When imaged live, a subpopulation of ΔcdvB1 cells failed midway through the division process (Figures 3D–3E; Video S4). In such cases, a halt in cytokinesis caused the nascent daughter of ΔcdvB1 cells to fuse back together to generate single cells that carry both copies of the spatially separated and compact chromosomes (Figure 3D). Under our imaging conditions such failures accounted for 16% of ΔcdvB1 divisions but were very rare (1%–2%) in the other strains analyzed (Figure 3E). However, the growth of ΔcdvB1 colonies was much more severely impaired at 65°C (Figure S2C). At this lower temperature, we observed a significant population of >2N cells and an increase in the number of cells unable to complete cytokinesis (Figures S2D–S2H). Thus, although CdvB1 plays only a minor role in Sulfolobus acidocaldarius division under optimum growth conditions, it appears necessary to ensure that division remains fail-safe and is robust under suboptimal conditions.

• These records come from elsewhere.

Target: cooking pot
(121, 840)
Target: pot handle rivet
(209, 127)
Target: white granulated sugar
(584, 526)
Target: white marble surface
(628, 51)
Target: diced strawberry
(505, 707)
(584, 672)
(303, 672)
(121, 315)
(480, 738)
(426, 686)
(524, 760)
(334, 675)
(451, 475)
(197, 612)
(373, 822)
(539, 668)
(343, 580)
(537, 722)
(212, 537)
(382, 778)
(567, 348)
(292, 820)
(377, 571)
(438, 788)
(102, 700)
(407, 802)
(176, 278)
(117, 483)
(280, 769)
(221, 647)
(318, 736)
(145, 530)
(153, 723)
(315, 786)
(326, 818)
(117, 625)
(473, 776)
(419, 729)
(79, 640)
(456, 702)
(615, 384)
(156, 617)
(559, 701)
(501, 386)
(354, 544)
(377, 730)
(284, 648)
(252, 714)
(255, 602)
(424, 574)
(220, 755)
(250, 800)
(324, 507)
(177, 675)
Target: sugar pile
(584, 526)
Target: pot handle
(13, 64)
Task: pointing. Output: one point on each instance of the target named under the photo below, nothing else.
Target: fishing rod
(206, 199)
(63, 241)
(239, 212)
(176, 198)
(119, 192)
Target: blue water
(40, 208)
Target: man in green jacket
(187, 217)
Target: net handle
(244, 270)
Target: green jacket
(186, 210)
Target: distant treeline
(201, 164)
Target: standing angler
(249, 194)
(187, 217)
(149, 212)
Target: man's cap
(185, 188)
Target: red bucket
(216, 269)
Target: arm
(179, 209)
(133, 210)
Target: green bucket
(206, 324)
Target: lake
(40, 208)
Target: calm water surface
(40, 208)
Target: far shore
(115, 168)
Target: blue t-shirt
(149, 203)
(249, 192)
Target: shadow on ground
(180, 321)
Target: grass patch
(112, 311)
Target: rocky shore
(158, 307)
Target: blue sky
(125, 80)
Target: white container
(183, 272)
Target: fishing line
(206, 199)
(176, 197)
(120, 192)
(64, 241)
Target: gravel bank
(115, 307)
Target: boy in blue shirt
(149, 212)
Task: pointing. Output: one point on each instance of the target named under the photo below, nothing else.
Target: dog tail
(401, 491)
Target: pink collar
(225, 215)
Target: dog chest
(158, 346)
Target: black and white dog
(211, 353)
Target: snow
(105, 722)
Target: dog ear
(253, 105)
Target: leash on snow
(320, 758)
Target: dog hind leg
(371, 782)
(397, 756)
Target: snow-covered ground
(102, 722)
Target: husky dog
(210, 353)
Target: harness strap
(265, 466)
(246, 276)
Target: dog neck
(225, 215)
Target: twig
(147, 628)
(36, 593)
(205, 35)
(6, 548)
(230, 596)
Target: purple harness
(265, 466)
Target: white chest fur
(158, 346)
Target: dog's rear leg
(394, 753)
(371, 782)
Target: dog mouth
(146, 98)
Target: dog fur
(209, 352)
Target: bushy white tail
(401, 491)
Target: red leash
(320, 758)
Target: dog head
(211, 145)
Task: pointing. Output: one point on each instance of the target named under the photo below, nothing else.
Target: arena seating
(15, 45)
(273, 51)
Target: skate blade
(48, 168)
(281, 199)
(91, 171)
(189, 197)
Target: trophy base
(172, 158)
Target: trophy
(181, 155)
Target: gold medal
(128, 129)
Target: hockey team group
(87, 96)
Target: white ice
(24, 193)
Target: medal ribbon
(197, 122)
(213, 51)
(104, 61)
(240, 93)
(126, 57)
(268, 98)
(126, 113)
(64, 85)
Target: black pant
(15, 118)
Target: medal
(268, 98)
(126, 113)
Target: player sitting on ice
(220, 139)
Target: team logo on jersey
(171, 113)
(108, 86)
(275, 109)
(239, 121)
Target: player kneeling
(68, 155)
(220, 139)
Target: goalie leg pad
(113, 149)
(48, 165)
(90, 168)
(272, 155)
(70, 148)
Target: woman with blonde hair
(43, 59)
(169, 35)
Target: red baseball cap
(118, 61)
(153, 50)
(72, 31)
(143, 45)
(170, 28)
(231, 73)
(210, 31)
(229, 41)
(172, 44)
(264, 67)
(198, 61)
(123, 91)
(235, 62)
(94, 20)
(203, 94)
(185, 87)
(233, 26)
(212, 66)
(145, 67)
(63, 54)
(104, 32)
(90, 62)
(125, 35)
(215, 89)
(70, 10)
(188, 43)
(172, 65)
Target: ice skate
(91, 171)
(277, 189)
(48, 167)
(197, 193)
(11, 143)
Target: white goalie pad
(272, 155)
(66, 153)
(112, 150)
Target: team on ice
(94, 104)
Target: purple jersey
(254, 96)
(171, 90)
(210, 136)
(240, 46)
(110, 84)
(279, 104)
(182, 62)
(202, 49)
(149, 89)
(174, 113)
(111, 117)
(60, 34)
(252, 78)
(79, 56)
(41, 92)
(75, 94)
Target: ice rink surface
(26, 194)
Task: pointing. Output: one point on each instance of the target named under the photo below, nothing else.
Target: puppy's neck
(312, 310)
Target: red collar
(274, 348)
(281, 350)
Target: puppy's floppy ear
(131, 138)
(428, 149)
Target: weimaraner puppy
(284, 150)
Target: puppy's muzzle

As suggested by the colony phenotype, the impact of CdvB2 loss on division was much more profound than the loss of CdvB1 at 75°C. At a first glance, this was seen by an increase in the variation in cell size in the population, as well as by the presence of small, irregularly shaped cells not properly immobilized by the pad (Figure 3C; Video S3). Upon further examination, such phenotypes were found to result from asymmetric divisions (Videos S3 and S4). Thus, the site of division in ΔcdvB2 cells proved extremely variable (Figures 4A–4D). In most cases, each of the two daughter cells generated by an asymmetric division retained one of the two separated chromosomes (Figure 4B). However, in some cases, extreme mispositioning of the furrow led to the formation of ghost cells (Figure 4C) and a corresponding population of large cells with extra chromosomes (Figures S3A and S3B). The asymmetry was also visible as a high variance in the size of newly born G1 cells (and to a lesser extent G2 cells; Figure S3C), as indicated by the analysis of fixed cells labeled with a DNA dye by flow cytometry (Figures 4E and 4F). Importantly, both the division asymmetries and the cell size variation in ΔcdvB2 cells could be rescued by the ectopic expression of CdvB2 from an inducible promoter (Figures 4D–4F; Figures S3D and S3E; Video S5), demonstrating that these defects are due to a lack of CdvB2.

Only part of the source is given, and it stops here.